(94f) Real-Time Event Tracking in Crystallization with AI-Enabled in-Situ Image Analysis and Morphological Metrics

Crystallization processes are governed by a complex interplay of mechanisms such as nucleation, growth, secondary nucleation, agglomeration, breakage, polymorphism, and oiling out. Accurately detecting and interpreting these changes in real time is essential for robust process development, optimization, and scale-up. In this study, we present a novel AI-enabled toolkit that integrates a convolutional neural network (CNN)-based segmentation engine with in-situ imaging to enable automated, real-time tracking of crystallization events. The toolkit extracts and monitor time-resolved morphological descriptors—including aspect ratio, circularity, roughness factor, particle length, and circular equivalent perimeter etc—from segmented particles in live process images. These quantitative shape- and size-based metrics form the foundation for a data-driven event tracking approach, allowing precise characterization of process changes such as nucleation onset, habit transformation, and agglomeration.
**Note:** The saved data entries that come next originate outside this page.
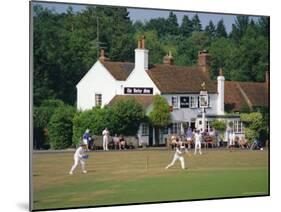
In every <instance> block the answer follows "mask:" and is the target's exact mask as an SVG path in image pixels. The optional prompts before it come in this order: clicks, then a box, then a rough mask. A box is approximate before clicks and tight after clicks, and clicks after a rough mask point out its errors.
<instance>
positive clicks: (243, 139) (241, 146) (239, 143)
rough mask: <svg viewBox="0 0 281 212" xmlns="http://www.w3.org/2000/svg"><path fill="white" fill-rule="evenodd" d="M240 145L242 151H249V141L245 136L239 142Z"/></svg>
mask: <svg viewBox="0 0 281 212" xmlns="http://www.w3.org/2000/svg"><path fill="white" fill-rule="evenodd" d="M238 144H239V147H241V148H242V149H244V148H245V147H246V148H247V149H248V148H249V144H248V141H247V140H246V139H245V137H244V136H241V137H240V138H239V140H238Z"/></svg>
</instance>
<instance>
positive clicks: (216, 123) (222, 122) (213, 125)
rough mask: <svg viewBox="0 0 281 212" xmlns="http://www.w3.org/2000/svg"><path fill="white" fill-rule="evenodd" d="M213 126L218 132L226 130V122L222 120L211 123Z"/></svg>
mask: <svg viewBox="0 0 281 212" xmlns="http://www.w3.org/2000/svg"><path fill="white" fill-rule="evenodd" d="M211 126H212V127H213V128H215V129H216V130H218V131H220V132H223V131H225V130H226V122H225V121H220V120H214V121H212V122H211Z"/></svg>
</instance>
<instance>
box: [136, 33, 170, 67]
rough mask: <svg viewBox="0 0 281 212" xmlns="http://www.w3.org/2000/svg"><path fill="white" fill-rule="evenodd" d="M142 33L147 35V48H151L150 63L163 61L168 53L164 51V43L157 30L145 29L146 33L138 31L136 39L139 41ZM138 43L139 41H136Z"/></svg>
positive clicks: (149, 59)
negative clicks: (161, 40) (138, 31)
mask: <svg viewBox="0 0 281 212" xmlns="http://www.w3.org/2000/svg"><path fill="white" fill-rule="evenodd" d="M142 35H144V36H145V42H146V48H148V49H149V63H150V64H159V63H162V61H163V56H164V55H165V54H166V52H165V51H164V47H165V46H164V45H162V44H161V42H160V41H159V38H158V36H157V32H156V31H145V32H144V33H140V32H138V33H136V34H135V39H134V40H135V41H137V40H138V39H139V38H140V37H141V36H142ZM135 43H137V42H135Z"/></svg>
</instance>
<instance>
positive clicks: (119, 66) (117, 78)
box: [101, 61, 135, 81]
mask: <svg viewBox="0 0 281 212" xmlns="http://www.w3.org/2000/svg"><path fill="white" fill-rule="evenodd" d="M101 63H102V64H103V65H104V66H105V68H106V69H107V70H108V71H109V72H110V74H111V75H112V76H113V77H114V78H115V79H116V80H120V81H125V80H126V79H127V77H128V76H129V75H130V73H131V72H132V71H133V69H134V67H135V64H134V63H129V62H110V61H105V62H101Z"/></svg>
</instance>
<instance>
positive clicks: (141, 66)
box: [135, 36, 148, 70]
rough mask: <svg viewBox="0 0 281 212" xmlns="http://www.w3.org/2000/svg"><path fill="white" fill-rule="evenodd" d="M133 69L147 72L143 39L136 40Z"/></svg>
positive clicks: (142, 36) (144, 50) (143, 40)
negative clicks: (134, 61)
mask: <svg viewBox="0 0 281 212" xmlns="http://www.w3.org/2000/svg"><path fill="white" fill-rule="evenodd" d="M135 69H138V70H148V50H147V49H145V37H144V36H142V38H141V39H140V40H138V48H137V49H135Z"/></svg>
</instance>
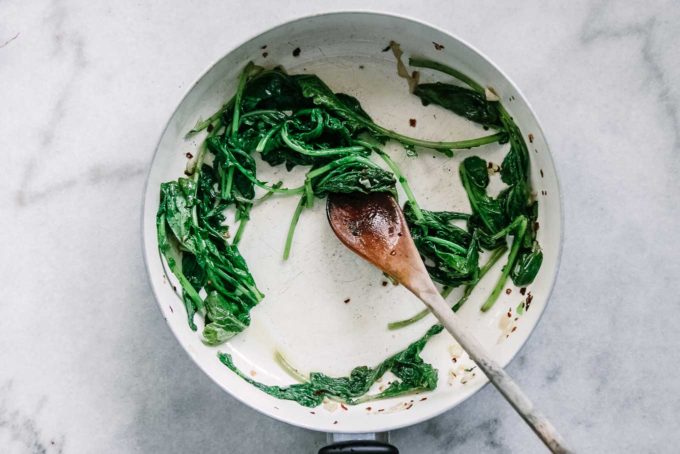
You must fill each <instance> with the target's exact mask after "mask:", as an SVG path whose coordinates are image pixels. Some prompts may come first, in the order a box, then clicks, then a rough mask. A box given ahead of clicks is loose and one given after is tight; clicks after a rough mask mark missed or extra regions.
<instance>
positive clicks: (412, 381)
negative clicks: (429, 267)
mask: <svg viewBox="0 0 680 454" xmlns="http://www.w3.org/2000/svg"><path fill="white" fill-rule="evenodd" d="M441 331H442V326H441V325H434V326H432V327H431V328H430V329H429V330H427V332H426V333H425V335H423V337H421V338H420V339H418V340H417V341H415V342H413V343H412V344H411V345H409V346H408V347H407V348H405V349H404V350H402V351H400V352H399V353H396V354H394V355H392V356H390V357H389V358H387V359H386V360H384V361H383V362H381V363H380V364H378V365H377V366H375V367H368V366H359V367H355V368H354V369H352V371H351V372H350V374H349V376H347V377H330V376H328V375H326V374H323V373H321V372H312V373H311V374H309V380H307V381H306V382H304V383H297V384H293V385H290V386H272V385H265V384H263V383H260V382H258V381H256V380H254V379H253V378H252V377H250V376H248V375H247V374H245V373H243V372H242V371H241V370H239V369H238V368H237V367H236V366H235V365H234V361H233V359H232V357H231V355H229V354H228V353H219V355H218V356H219V359H220V361H222V363H223V364H224V365H225V366H227V367H228V368H229V369H230V370H232V371H233V372H234V373H236V374H237V375H238V376H239V377H241V378H242V379H244V380H245V381H247V382H248V383H250V384H251V385H253V386H255V387H256V388H258V389H259V390H261V391H263V392H265V393H267V394H269V395H271V396H273V397H276V398H278V399H284V400H293V401H295V402H297V403H299V404H300V405H303V406H305V407H316V406H318V405H320V404H321V403H322V402H323V400H324V399H325V398H331V399H334V400H339V401H342V402H345V403H347V404H349V405H356V404H359V403H362V402H366V401H367V400H374V399H386V398H389V397H396V396H400V395H403V394H408V393H413V392H417V391H431V390H433V389H435V388H436V387H437V369H435V368H434V367H432V365H430V364H428V363H426V362H424V361H423V359H422V358H421V357H420V353H421V352H422V351H423V348H425V345H426V344H427V341H428V340H430V338H431V337H432V336H434V335H436V334H439V333H440V332H441ZM388 371H389V372H392V373H393V374H394V376H395V377H396V379H394V380H392V382H391V383H390V384H389V385H388V386H387V388H385V389H384V390H383V391H380V392H378V393H376V394H373V395H367V393H368V392H369V390H370V388H371V386H372V385H373V384H374V383H375V382H376V381H377V380H378V379H380V378H381V377H382V376H383V375H385V373H386V372H388Z"/></svg>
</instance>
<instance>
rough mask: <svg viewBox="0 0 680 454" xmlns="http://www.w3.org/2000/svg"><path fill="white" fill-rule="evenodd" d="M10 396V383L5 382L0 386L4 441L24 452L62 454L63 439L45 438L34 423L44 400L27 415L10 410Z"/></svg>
mask: <svg viewBox="0 0 680 454" xmlns="http://www.w3.org/2000/svg"><path fill="white" fill-rule="evenodd" d="M11 395H12V382H11V381H6V382H4V383H3V384H2V385H0V434H2V433H4V434H5V435H8V437H6V438H5V439H7V440H10V441H11V443H12V445H14V446H16V445H18V446H20V447H21V448H23V449H25V450H26V451H25V452H30V453H34V454H48V453H50V454H51V453H54V454H60V453H62V452H63V449H64V438H63V437H56V438H54V437H46V436H45V435H43V433H42V431H41V430H40V428H39V427H38V424H37V422H36V415H37V414H38V413H39V412H40V409H41V408H42V406H43V404H44V399H43V400H42V401H41V402H40V403H39V404H38V407H37V409H36V410H35V412H34V413H35V414H32V415H27V414H26V413H25V412H22V411H20V410H16V409H12V408H11V407H12V405H11V401H10V397H11ZM5 448H7V446H5Z"/></svg>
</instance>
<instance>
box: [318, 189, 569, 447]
mask: <svg viewBox="0 0 680 454" xmlns="http://www.w3.org/2000/svg"><path fill="white" fill-rule="evenodd" d="M326 213H327V215H328V221H329V222H330V224H331V228H332V229H333V232H335V234H336V235H337V237H338V238H339V239H340V241H342V242H343V243H344V244H345V246H347V247H348V248H349V249H350V250H352V251H354V252H355V253H357V254H359V255H360V256H361V257H363V258H364V259H366V260H368V261H369V262H371V263H372V264H373V265H375V266H376V267H378V268H379V269H381V270H382V271H384V272H385V273H387V274H388V275H390V276H391V277H393V278H394V279H396V280H397V281H398V282H399V283H401V284H402V285H403V286H404V287H406V288H407V289H409V290H410V291H411V292H412V293H413V294H414V295H416V296H417V297H418V298H420V300H421V301H422V302H423V303H425V305H426V306H427V307H428V308H429V309H430V311H431V312H432V313H433V314H434V315H435V317H437V319H438V320H439V322H440V323H441V324H442V325H443V326H444V328H446V330H447V331H448V332H449V333H451V335H452V336H453V337H454V338H455V339H456V340H457V341H458V343H459V344H460V345H461V346H462V347H463V349H465V351H466V352H467V353H468V355H469V356H470V358H471V359H472V360H473V361H474V362H475V363H476V364H477V366H479V368H480V369H481V370H482V371H483V372H484V374H486V376H487V377H488V379H489V381H490V382H491V383H493V384H494V386H495V387H496V388H497V389H498V390H499V391H500V392H501V394H502V395H503V396H504V397H505V398H506V399H507V401H508V402H510V405H512V406H513V407H514V408H515V410H517V413H519V414H520V416H522V418H524V420H525V421H526V422H527V424H529V426H531V428H532V429H533V430H534V432H536V434H537V435H538V436H539V437H540V438H541V440H543V442H544V443H545V445H546V446H547V447H548V448H549V449H550V450H551V451H552V452H555V453H568V452H571V451H570V450H569V449H567V447H566V444H565V442H564V440H563V439H562V437H561V436H560V435H559V433H558V432H557V430H555V428H554V427H553V425H552V424H550V422H549V421H548V420H547V419H546V418H545V416H543V414H541V413H540V412H539V411H538V410H537V409H536V408H534V405H533V404H532V403H531V401H530V400H529V398H528V397H527V396H526V395H525V394H524V393H523V392H522V390H521V389H520V388H519V386H518V385H517V384H516V383H515V382H514V381H513V380H512V378H510V376H509V375H508V374H507V373H505V371H504V370H503V369H502V368H501V366H500V365H498V364H497V363H496V362H495V361H494V360H492V359H491V358H490V357H489V355H488V353H487V352H486V351H485V349H484V348H483V347H482V345H481V344H480V343H479V341H478V340H477V339H476V338H475V337H474V336H473V335H472V332H471V330H470V329H469V328H468V327H467V326H466V325H465V324H464V323H463V322H462V321H461V320H460V318H458V317H457V316H456V314H455V313H454V312H453V311H452V310H451V308H450V307H449V306H448V304H447V303H446V302H445V301H444V299H443V298H442V297H441V295H440V294H439V292H438V291H437V288H436V287H435V286H434V284H433V283H432V280H431V279H430V276H429V274H428V273H427V270H426V269H425V265H424V264H423V261H422V259H421V258H420V254H419V253H418V250H417V249H416V246H415V244H414V243H413V239H412V238H411V233H410V232H409V229H408V226H407V225H406V221H405V220H404V214H403V213H402V211H401V209H400V208H399V205H398V204H397V201H396V200H395V199H394V197H392V196H391V195H390V194H387V193H373V194H369V195H364V194H330V195H329V196H328V199H327V203H326Z"/></svg>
The application was deployed in a combined cooling and antisolvent crystallization system, where it successfully captured key process transitions: primary nucleation during cooling, desupersaturation and secondary nucleation during the hold phase, and agglomeration and crystal habit changes during antisolvent addition. In two case studies, insights derived from the platform enabled significant process improvements—including reduction of the antisolvent addition phase and a shift in crystal habit from needle-like to plate-like forms, resulting in markedly enhanced filtration performance. The AI-enabled analysis offers consistent, high-resolution morphological tracking at a speed that supports near real-time decision-making. This work demonstrates how the integration of deep learning with in-situ image analysis—driven by shape- and size-based metrics—can transform crystallization process development from qualitative observation to real-time, quantitative control. The platform enhances mechanistic understanding, accelerates process optimization, and strengthens the foundation for robust tech transfer and scale-up in pharmaceutical crystallization.